Silvia Navarro y Lara González: desde Llíria a los Juegos de Tokio

La larga espera llega a su fin. Un año después de su aplazamiento, Llíria podrá acoger el Preolímpico de balonmano femenino (19-21 de marzo). Por desgracia, la crisis sanitaria impedirá una masiva presencia de seguidores en las gradas del pabellón Pla de l’Arc. Y por desgracia, finalmente, no serán cuatro, sino tres las selecciones presentes: España, Suecia y Argentina. A última hora, Senegal ha causado bajo. Pese a todo ello, la recompensa es más que preciada. En juego, dos billetes para los Juegos Olímpicos de Tokio de este próximo verano.

Felizmente, la oportunidad vuelve a presentarse. Aunque sea con poca afición, la Comunitat Valenciana puede impulsarnos hacia Tokio"

Lara González

Para toda la selección española, este torneo encierra una enorme trascendencia. No obstante, hay dos jugadoras especialmente motivadas y emocionadas durante estos días previos al evento. Son las valencianas Silvia Navarro y Lara González. Ambas también son componentes del Proyecto FER. “Hace un año, cuando nos dijeron que el Preolímpico se posponía, nos llevamos una tremenda decepción. Es fácilmente imaginable la ilusión que nos hacía la posibilidad de conseguir en nuestra tierra la clasificación para los Juegos Olímpicos. Felizmente, la oportunidad vuelve a presentarse. Aunque sea con poca afición, la Comunitat Valenciana puede impulsarnos hacia Tokio. Jugar en casa, pese a que sea con las gradas semivacías, ha de ser un impulso anímico y emocional”, comenta la alicantina Lara González.

Selección femenina de balonmano

El Preolímpico va a disputarse con el formato de liguilla. Es decir, cada selección jugará dos encuentros. Las dos primeras clasificadas accederán a los Juegos de Tokio. La teoría señala que las indiscutibles favoritas son España y Suecia. “Asumimos ese cartel, pero tenemos que demostrarlo sobre la pista, con hechos. Además, debemos gestionar una doble presión, la ser candidatas al pasaporte olímpico y la de jugar en casa. Pero creo que estamos perfectamente capacitadas. Todas somos conscientes de lo que hay en juego”, señala Silvia Navarro, la incombustible portera de la selección española y que, curiosamente, cumple años, 42, el día 20 de marzo, en plena celebración del torneo. “La clasificación olímpica sería uno de los mejores regalos de mi vida”, indica la longeva deportista valenciana

La clasificación olímpica sería uno de los mejores regalos de mi vida”

Silvia Navarro

En el caso de que conquisten el ansiado billete, Silvia Navarro disputará sus terceros Juegos Olímpicos. En Londres 2012, contribuyó a la medalla de bronce lograda por el combinado nacional. En Río 2016, ya con Lara González como compañera de equipo, el combinado español concluyó en la sexta posición. En los dos últimos grandes eventos internacionales, Las Guerreras han experimentado sensaciones contradictorias. En diciembre de 2019, hicieron vibrar a toda la afición con una histórica medalla de plata en el Campeonato del Mundo disputado en Japón. Las dos deportistas FER rozaron el oro tras aquel polémico desenlace en la final contra Holanda. Por contra, hace apenas tres meses, tuvieron que conformarse con una discreta novena posición en el Campeonato de Europa desarrollado en Dinamarca. “El Europeo de finales de 2020 no responde a la realidad. Aunque no estuvimos a nuestro nivel, fue un torneo muy distorsionado por toda la crisis sanitaria. Ahora, llegamos más rodadas y adaptadas al actual escenario. Seguro que lo hacemos mejor. Tengo plena confianza en el equipo y seguro que nos vamos a clasificar”, comenta Lara González.

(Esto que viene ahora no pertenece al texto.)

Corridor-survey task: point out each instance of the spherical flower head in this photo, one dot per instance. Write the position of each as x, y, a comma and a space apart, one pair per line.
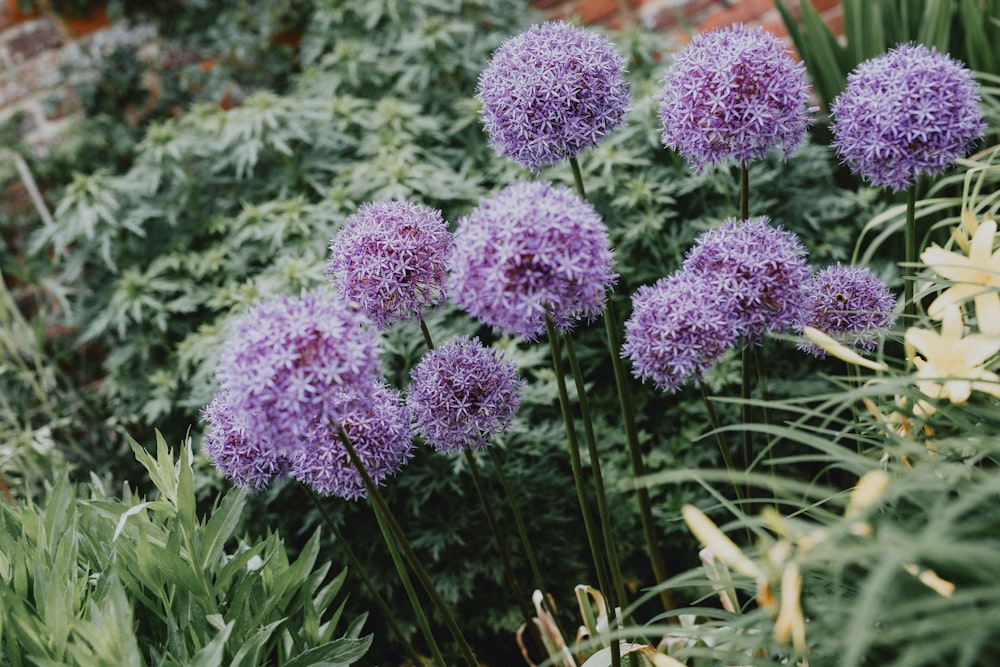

Por último, con respecto a los Juegos de Tokio, Silvia Navarro se muestra categórica: “por lo que a mí respecta, no necesitamos confirmación de que se van a celebrar. Estoy segura de que va a ser así. Ahora, sólo falta que, en pocos días, cumplamos con nuestro deber y nos clasifiquemos. Somos conscientes de que van a ser unos Juegos anómalos. Los y las deportistas seremos los primeros en lamentarlo y sufrirlo, pero seguirán siendo unos Juegos Olímpicos, lo máximo para todas nosotras”, concluye Silvia Navarro, para quien Tokio puede ser un fin de trayecto tras un viaje tan largo como exitoso.